Kerfluffle Please read https://grapheneos.org/faq#default-connections which covers all the default connections made by the OS. Out of those default connections, only connectivity checks bypass it since by design they need to do that to detect which networks are working and to detect and handle captive portals. When a captive portal is detected, the OS notifies about it and provides a WebView-based interface for handling it which bypasses the VPN. This allows handling a captive portal without disabling your VPN which is an important privacy feature.

The section below covers some of the non-default connections including the carrier-related connections including for Wi-Fi calls/texts. Those Wi-Fi carrier connections use their own carrier VPN rather than the Owner user VPN.

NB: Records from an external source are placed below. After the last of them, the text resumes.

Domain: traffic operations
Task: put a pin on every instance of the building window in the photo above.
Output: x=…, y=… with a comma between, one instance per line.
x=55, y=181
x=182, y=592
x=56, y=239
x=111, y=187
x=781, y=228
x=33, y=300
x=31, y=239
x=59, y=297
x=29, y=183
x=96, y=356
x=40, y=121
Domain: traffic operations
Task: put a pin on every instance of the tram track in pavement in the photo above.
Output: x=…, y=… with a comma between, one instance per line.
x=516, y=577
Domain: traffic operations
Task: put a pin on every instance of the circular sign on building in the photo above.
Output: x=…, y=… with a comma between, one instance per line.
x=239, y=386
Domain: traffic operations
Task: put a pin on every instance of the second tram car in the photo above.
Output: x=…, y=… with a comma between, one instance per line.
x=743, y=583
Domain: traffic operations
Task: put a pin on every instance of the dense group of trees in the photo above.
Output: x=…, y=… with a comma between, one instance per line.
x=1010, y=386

There's also of course the low-level network functionality including ARP, DHCP, etc. on the local network and DNS resolution for the VPN and connectivity checks.

GrapheneOS

Kerfluffle

If you download an eSIM onto a GrapheneOS w/ a VPN installed, does the phone connect to Google's servers to download the eSIM

eSIMs don't have any inherent reliance on Google servers. eSIM activation also doesn't bypass the VPN.

GrapheneOS

233328 That's not correct for GrapheneOS which doesn't use the standard network time implementation. Please read https://grapheneos.org/faq#default-connections. We don't enable VPN bypass for our own secure network time implementation. NTP is UDP, which often won't work through a VPN service such as with one based on Tor which doesn't support UDP. Relatively accurate time is also needed for certificate verification including to connect to a VPN. Those 2 reasons are likely why they implement the bypass, but the UDP issue isn't applicable to the GrapheneOS HTTPS-based implementation of network time and inaccurate network time causing certificate validation failure is a common issue which should produce an understandable error already.